Using loan participations, private lenders will underwrite and originate Main Street loans and the Fed will come in behind the scenes to supply 95 percent of the borrowed amount, leaving 5 percent on the private lender’s balance sheet to make sure they have some skin in the game. Having reported a lot recently about the Bank of North Dakota, the only state-owned bank in the country, loan participations by a public entity weren’t so far-fetched to me, but I’m sure they would seem so to others around the country.

With a $1 million minimum loan size, the Main Street Lending Program is not quite accessible to most small businesses, but that minimum could go away later if the Fed and Treasury can be convinced of the need — or maybe Congress can straight up order them to eliminate the minimum. So, in summary, the Main Street lending facility is effectively one line on a term sheet away from being accessible to the vast majority of small businesses in the country, provided they were in good financial shape before the pandemic.

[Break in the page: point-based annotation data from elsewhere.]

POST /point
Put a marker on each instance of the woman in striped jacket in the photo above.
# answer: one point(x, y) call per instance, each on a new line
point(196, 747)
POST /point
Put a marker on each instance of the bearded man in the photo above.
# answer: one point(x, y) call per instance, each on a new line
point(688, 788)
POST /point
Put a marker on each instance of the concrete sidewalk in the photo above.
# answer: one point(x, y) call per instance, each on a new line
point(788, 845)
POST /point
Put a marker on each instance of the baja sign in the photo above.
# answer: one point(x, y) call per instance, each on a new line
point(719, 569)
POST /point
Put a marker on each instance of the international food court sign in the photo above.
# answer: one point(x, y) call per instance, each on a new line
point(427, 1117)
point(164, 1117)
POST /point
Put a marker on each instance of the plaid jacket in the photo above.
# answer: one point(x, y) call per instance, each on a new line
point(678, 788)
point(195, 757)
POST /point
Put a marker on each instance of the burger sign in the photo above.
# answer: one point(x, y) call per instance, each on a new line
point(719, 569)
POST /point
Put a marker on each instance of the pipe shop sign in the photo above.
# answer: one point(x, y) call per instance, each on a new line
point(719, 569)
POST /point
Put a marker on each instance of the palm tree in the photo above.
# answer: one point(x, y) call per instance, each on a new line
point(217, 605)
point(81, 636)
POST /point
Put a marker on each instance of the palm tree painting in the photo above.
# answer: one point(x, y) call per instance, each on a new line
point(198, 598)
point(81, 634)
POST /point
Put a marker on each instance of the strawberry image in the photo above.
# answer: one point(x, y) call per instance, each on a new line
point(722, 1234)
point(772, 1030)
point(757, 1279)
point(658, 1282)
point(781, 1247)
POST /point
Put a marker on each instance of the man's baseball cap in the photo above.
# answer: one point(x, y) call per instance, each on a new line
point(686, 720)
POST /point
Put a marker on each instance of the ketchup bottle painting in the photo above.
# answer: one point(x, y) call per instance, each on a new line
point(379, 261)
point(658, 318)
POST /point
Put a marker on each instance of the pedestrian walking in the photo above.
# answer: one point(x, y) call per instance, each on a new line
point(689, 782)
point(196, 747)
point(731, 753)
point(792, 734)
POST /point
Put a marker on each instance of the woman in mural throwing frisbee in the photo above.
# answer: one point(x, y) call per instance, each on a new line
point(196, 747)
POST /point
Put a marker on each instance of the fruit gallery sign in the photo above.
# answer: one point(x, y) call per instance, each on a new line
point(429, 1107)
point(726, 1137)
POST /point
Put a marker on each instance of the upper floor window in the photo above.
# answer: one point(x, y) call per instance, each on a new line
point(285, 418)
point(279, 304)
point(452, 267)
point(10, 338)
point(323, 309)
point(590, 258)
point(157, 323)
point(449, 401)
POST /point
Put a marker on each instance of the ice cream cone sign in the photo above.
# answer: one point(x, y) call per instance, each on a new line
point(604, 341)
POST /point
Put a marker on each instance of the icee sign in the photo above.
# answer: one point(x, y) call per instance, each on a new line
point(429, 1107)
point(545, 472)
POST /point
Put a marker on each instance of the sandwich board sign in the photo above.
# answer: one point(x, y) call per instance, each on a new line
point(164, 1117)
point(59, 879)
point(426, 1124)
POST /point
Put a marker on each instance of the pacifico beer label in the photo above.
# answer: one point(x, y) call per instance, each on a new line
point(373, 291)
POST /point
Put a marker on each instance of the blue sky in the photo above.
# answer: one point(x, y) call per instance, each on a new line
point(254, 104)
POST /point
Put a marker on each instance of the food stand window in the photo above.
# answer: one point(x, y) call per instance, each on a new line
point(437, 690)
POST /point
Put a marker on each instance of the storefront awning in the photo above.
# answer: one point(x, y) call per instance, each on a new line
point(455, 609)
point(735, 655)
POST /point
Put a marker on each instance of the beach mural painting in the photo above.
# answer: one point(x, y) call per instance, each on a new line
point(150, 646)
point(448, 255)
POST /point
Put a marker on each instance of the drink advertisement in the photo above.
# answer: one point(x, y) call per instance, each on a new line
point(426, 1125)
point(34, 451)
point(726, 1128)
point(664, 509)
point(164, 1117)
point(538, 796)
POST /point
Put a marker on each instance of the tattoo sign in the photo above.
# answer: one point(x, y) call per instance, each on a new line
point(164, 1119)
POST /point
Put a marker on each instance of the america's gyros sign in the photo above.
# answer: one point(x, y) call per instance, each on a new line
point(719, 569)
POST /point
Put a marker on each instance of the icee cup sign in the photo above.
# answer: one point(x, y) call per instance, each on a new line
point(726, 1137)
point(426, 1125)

The municipal credit facility also seemed to have shortcomings, but not entirely unworkable, and outcries at initial terms and eligibility have already altered it. Initially it was only available to cities with at least one million people, or counties with at least two million people, leaving out a lot of hard-hit places. On April 27 those thresholds changed to counties with at least 500,000 people and cities with at least 250,000. Maximum maturity of two years initially seemed a bit shorter than ideal, and that changed to three years. The Fed is even considering allowing additional public entities to participate, like school systems, housing authorities, transit authorities and other public entities that issue revenue-backed bonds.

As a reporter, these were all brand new and fascinating lines of questioning about the ways that each facility works and how each would be received among the private financial institutions with the most potential to make them work for the most vulnerable communities.

The Fed is flexing muscles it never used before 2008. The next time around, people need to know, they can demand that Congress make the Fed open up existing facilities to more people and places. They can demand that some of “Emergency Stabilization Fund 2.0” should be allocated to capitalize vehicles that do other things justified under the rubric of “stabilizing the economy in a crisis.”

What if, next time around, the Fed capitalized a small facility to make loans to black-owned businesses or to buy preferred equity shares in MDIs? A secondary capital facility for credit unions? Or a facility to acquire distressed residential or commercial real estate and sell it back to current occupants or to the market with deed restrictions for permanent affordability? What if there were a network of smaller facilities that would be administered by state or local governments — making them de facto public banks, with equity from Treasury as initial capital bases and leverage from the Federal Reserve?

It’s tempting to speculate about having the Federal Reserve’s balance sheet firepower behind priorities like those. But, as a journalist, I don’t have any horse in the race when it comes to which ideas or causes for advocates to back.

What I do have is a journalistic mandate to examine whether financial institutions, public or private, are able to support the people and places that, based on historical patterns, are most likely to be left behind in a crisis or a recession. The Fed is no longer just a systemically essential but distant player in that narrative; it was suddenly, squarely within my beat and doing new things that people deserved to understand better.

The Fed’s post-October 2008 way of operating implies new ways of making demands and holding public officials accountable. It changed in ways that needed to change how I worked, and should probably change how at least some of my readers work. People who care about economic justice and righting the wrongs of history need to know exactly how this brave new Fed works in order to understand more clearly what to demand and how to make demands of an institution that is supposed to be working on behalf of us all.